Lieber Michael, du hast die Buchhandlung Albatros im letzten Jahr übernommen. Was waren deine Pläne bei der Übernahme?
Einen Masterplan hatte ich bei Übernahme gar nicht, dafür fehlte mir als Quereinsteiger das theoretische Fachwissen über den Buchhandel. Daher habe ich zu Beginn viele Entscheidungen intuitiv und wissentlich naiv getroffen. Da ich vorher begeisterter Stammkunde bei der Albatros Buchhandlung war, war mir klar, dass ich nicht alles umkrempeln wollte. Als Nachbarschaftsbuchhandlung mit Attitüde fand ich sie immer toll.
Wie schwer ist es denn, eine Traditionsbuchhandlung, die immerhin 40 Jahre in anderen Händen war, behutsam zu modernisieren?

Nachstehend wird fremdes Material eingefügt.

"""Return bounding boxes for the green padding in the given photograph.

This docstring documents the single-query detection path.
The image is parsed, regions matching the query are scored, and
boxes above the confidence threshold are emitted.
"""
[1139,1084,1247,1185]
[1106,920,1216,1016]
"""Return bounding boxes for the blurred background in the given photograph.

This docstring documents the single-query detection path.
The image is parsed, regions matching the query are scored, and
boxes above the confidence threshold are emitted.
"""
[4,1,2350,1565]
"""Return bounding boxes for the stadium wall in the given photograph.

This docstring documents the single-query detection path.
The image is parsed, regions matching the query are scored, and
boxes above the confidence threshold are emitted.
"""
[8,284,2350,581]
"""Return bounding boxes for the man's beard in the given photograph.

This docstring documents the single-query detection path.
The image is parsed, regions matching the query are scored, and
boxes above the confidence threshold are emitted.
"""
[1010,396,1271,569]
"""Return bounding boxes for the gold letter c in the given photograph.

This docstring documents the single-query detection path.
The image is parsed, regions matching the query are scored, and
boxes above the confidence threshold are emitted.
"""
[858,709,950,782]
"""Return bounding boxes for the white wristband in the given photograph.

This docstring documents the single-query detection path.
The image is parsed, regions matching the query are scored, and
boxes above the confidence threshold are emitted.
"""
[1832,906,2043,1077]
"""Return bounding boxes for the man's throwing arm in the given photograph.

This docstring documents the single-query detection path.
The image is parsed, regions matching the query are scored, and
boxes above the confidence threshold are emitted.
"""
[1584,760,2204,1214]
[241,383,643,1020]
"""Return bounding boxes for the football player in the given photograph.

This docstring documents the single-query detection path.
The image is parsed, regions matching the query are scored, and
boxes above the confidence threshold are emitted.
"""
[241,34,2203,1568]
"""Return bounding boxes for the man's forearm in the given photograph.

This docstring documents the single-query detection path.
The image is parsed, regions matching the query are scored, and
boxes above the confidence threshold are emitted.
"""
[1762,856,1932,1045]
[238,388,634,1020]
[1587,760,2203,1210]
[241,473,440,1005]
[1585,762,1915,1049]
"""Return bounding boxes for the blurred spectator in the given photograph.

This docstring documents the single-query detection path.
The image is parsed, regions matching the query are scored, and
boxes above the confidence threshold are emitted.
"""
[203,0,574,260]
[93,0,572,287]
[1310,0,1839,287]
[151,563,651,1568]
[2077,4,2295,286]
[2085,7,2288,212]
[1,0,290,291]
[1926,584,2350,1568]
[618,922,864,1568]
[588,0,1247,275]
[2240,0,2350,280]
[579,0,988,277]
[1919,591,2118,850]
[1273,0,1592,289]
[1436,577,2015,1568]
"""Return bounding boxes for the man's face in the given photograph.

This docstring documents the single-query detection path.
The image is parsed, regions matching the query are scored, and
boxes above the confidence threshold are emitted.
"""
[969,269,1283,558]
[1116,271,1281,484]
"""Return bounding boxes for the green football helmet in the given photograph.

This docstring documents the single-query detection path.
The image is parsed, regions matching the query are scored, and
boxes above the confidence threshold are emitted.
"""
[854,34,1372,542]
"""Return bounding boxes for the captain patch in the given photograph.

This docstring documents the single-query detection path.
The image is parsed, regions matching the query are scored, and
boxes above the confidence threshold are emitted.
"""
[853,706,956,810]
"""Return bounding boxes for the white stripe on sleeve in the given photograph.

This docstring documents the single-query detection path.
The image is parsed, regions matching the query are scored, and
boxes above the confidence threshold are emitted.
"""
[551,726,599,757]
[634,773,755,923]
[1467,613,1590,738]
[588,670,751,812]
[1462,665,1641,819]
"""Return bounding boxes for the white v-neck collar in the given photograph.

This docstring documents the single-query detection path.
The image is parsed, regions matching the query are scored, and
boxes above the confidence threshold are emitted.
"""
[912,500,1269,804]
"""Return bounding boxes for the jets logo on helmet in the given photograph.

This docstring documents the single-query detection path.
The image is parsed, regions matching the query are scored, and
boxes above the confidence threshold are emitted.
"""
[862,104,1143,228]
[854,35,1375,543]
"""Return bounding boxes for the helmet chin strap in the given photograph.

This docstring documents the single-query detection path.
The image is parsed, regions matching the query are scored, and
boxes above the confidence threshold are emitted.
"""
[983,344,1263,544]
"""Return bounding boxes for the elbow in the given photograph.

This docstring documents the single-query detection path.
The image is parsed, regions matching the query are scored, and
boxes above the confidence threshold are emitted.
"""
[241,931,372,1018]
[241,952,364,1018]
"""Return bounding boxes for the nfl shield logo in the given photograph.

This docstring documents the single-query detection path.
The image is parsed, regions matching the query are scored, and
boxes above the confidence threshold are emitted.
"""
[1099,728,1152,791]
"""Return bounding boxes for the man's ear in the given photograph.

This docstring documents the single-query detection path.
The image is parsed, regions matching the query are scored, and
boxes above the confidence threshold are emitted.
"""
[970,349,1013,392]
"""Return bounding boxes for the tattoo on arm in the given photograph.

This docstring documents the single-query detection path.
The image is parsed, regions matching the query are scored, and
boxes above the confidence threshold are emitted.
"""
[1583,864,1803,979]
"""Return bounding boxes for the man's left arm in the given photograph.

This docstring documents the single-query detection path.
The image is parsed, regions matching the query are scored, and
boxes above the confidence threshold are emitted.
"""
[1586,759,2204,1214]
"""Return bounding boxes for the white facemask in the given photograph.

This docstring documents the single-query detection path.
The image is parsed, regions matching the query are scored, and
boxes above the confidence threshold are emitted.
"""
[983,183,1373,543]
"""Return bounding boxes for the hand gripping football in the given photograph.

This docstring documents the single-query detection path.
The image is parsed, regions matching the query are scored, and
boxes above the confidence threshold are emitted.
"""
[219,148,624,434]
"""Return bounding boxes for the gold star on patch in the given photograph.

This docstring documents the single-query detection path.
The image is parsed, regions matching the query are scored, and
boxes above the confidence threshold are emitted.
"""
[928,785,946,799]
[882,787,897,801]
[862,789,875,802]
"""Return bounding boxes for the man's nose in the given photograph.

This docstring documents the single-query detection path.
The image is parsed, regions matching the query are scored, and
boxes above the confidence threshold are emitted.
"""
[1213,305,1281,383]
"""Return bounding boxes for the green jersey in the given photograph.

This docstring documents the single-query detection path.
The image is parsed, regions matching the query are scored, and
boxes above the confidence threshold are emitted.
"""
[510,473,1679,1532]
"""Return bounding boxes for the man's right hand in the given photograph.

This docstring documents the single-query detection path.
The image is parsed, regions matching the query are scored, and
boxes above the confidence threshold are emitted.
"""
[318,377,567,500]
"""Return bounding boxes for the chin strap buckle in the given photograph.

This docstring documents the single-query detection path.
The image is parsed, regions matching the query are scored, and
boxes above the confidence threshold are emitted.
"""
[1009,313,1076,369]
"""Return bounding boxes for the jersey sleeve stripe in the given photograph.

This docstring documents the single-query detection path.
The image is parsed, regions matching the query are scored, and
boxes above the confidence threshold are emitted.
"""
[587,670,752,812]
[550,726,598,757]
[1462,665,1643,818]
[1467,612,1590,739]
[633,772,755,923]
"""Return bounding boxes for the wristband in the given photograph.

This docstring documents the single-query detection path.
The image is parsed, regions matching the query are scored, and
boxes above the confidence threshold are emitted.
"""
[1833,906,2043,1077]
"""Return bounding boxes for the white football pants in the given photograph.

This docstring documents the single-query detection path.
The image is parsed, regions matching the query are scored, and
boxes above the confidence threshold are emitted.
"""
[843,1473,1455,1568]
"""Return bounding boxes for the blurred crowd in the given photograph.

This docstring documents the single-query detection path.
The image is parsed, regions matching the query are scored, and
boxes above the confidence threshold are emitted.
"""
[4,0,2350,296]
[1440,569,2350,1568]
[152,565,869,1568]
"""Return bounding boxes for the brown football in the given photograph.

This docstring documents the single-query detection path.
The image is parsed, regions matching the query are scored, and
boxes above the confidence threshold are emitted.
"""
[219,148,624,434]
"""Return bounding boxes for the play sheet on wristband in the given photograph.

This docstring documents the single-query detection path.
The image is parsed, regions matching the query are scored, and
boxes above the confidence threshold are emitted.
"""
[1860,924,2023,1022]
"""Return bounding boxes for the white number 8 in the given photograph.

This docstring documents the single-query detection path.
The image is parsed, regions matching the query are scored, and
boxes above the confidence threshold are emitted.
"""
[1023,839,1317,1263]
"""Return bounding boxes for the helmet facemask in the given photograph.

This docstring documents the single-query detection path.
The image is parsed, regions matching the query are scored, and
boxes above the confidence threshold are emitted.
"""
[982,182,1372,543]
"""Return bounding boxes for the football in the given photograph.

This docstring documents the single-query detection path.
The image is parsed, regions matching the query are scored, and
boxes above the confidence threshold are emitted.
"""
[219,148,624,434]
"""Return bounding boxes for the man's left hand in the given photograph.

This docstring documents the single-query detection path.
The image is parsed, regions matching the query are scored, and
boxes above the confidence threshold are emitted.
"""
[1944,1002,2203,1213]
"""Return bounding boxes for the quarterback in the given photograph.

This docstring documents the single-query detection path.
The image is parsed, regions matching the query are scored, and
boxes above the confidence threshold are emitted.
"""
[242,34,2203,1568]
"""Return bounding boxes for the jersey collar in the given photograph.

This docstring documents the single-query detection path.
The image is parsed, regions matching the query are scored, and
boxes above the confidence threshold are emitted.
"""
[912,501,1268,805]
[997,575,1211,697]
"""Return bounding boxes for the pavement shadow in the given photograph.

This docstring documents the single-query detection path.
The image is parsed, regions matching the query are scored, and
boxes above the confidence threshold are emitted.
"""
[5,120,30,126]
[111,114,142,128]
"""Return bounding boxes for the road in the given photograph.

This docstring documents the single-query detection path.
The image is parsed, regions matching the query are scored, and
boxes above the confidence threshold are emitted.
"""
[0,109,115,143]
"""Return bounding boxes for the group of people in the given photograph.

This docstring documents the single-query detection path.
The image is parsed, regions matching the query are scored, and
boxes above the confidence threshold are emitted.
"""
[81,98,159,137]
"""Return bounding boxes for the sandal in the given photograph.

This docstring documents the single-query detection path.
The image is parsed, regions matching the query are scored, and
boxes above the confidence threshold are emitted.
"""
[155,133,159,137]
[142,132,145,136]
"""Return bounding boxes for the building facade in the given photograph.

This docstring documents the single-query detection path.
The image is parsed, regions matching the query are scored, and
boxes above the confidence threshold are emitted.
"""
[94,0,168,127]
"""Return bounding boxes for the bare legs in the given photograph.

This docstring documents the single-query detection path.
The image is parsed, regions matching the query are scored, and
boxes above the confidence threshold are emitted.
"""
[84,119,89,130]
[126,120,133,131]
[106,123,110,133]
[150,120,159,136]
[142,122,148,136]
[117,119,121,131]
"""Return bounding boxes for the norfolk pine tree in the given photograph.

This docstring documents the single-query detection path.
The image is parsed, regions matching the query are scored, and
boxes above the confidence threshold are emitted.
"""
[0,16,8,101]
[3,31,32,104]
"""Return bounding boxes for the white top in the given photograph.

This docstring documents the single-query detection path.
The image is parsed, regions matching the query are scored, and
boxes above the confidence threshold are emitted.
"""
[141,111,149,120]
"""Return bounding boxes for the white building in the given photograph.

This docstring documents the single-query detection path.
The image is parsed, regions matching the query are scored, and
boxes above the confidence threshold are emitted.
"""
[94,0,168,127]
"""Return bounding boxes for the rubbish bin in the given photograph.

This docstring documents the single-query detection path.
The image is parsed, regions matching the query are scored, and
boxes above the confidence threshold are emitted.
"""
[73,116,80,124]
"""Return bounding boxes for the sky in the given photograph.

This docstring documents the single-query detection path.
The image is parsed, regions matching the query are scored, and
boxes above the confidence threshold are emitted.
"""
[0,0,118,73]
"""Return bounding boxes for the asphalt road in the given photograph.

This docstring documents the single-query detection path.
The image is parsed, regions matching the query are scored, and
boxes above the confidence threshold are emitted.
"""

Ich fand es nicht unbedingt übermäßig schwer, aber es war richtig viel Arbeit. Dass ich den Namen behalte, war mir sofort klar. Ein neues Logo zu gestalten, obwohl das alte Logo auch wunderschön war, war eine schwierigere Entscheidung – aber genau in der Kombination „Name bleibt, Logo neu“ hat sich nach außen gezeigt, dass sich nicht alles ändert, aber ein bisschen was schon.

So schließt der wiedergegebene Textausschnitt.